From the first clearly projected lines to the last, it’s obvious that director Julianne Boyd set out to direct a production of Much Ado where language rules supreme.

William Shakespeare’s Much Ado About Nothing. Directed by Julianne Boyd. At Barrington Stage, 30 Union Street, Pittsfield, MA, through August 25.

By Helen Epstein.

Photo: Kevin Sprague.

Babak Tafti as Claudio in the BSC production of “Much Ado About Nothing.” Photo: Kevin Sprague.

In Julianne Boyd’s short and personal director’s note to her production of Much Ado About Nothing at Barrington Stage, she writes that while Shakespeare was an Englishman, his sources were Italian. The play is set in Messina, Sicily and to Boyd, who is “an Italian-American (and half-Sicilian),” “the men and women in this play are truly Sicilian. The subjects that come up time and again—honor, loyalty, virtue, a woman’s role in a patriarchal society—is a world I know well.”

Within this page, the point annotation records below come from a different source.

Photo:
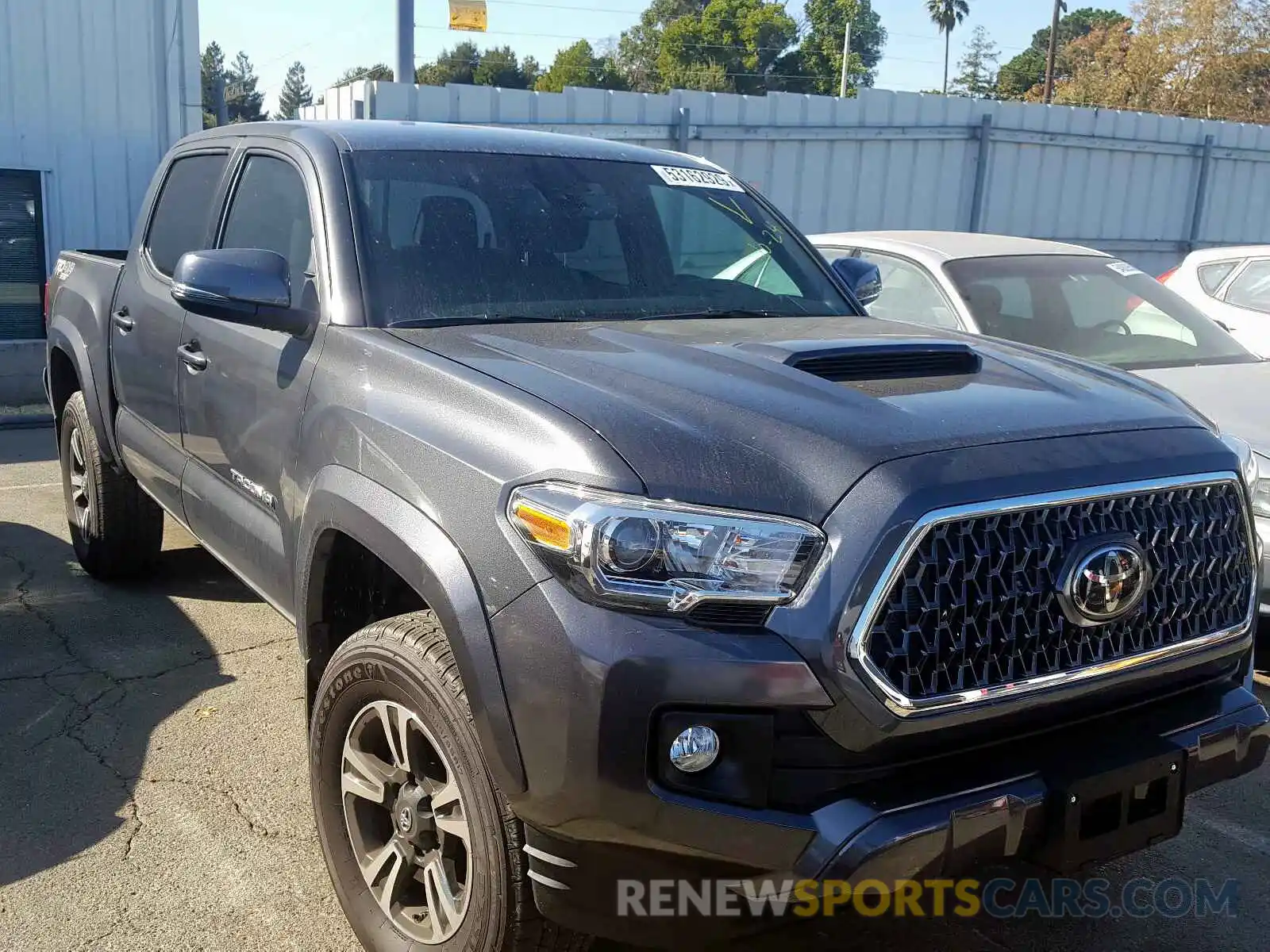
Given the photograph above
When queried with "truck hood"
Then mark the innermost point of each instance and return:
(714, 412)
(1230, 395)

Much Ado is also Boyd’s and Barrington Stage’s first foray into Berkshires territory where Shakespeare & Company has held the local franchise on the playwright for the last 35 years. I was curious to see what the company would do with this old chestnut, a fore-runner of screwball comedy that is one of Shakespeare’s most accessible, quotable, and produced works. (As Boyd’s production opened, Joss Whedon’s film modernized adaptation was playing in Massachusetts theaters).

As is frequent at Barrington Stage, the audience is welcomed into the play by a sumptuous, hyper-realistic set, this one by Michael Anania. It is 1936. A guitarist and mandolinist are sitting on a stone bench strumming songs against a bright blue sky framed by stone arches. Then the lights dim, and a messenger arrives to announce that the troops are returning victorious from the war in Abyssinia. In his sun-drenched courtyard—replete with marble columns, orange-studded trees, and massive urns of flowers—Leonato, Governor of Messina (winningly played by Philip Kerr) comes forward to greet the veterans.

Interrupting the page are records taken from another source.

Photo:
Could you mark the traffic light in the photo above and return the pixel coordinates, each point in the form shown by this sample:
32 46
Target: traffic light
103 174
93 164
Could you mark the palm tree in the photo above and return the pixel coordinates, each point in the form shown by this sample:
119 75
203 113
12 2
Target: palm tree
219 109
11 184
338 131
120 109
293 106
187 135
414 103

From the first clearly projected lines to the last, it’s obvious that Boyd set out to direct a production where language rules supreme. Voice and text coach Claudia Hill-Sparks has done excellent work. The actors speak the words naturally, intelligibly, and audibly. The pace sometimes suffers as a result—at times the screwball-ness of the plot slows down—but this is a production that gives the viewer room and time to hear and ponder textual and thematic resonances both within the play and with other plays in the Shakespearean canon.

Photo: Kevin Sprague

Gretchen Egolf (Beatrice) and Christopher Innvar (Benedick) in the BSC production of  MUCH ADO. Photo: Kevin Sprague

The powerful men in Boyd’s patriarchal society are a cohesive lot. The male leads are played by an uncommonly strong group of actors who coalesce with the ease of a practiced ensemble. The versatile Christopher Innvar, whom I’ve enjoyed watching in many Barrington Stage productions, plays a jaded, utterly believable Benedick the steadfast bachelor. The younger and very gifted Babak Tafti, who starred in last year’s North Pool, plays a persuasively ingénue-like Claudio. They are ably supported by Gordon Stanley, David Bishins, and Mark H. Dold.

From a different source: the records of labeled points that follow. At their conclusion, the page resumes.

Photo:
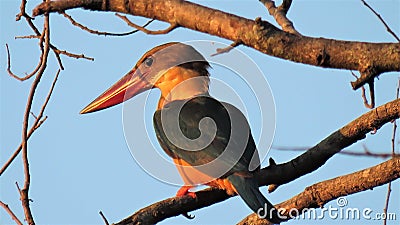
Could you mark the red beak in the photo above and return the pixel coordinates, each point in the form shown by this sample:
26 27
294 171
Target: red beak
127 87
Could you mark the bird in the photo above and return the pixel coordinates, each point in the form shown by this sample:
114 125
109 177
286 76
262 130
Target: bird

I found Boyd’s take on the women to be more problematic. Gretchen Egolf’s version of Beatrice is clearly inspired by actress Katherine Hepburn, to the point that at times she seemed to be attempting an impersonation of the late star, complete with hairdo, costumes, and mannerisms. In fact, both Egolf and Christina Pumariega’s Hero lacked nuance; both seemed more like caricatures than characters, aided and abetted by a supporting cast of giggling, girlish waiting women. Instead of trusting Shakespeare’s text to delineate the boys from the girls as well as Beatrice’s considerable difference from the average Sicilian woman, Boyd hammered in what Shakespeare makes plain in his text. I found that her broad direction of the comic constable Dogberry (John Cariani) did the same.

Still, with whimsical costumes by Sara Jean Tosetti, an original “period” score and dances—including a masked ball with fabulous masks—Boyd and the BSC deliver a lavish and lovely vision of Much Ado.


Helen Epstein is the author of Joe Papp: An American Life and the co-publisher of Plunkett Lake Press eBooks of Non-Fiction.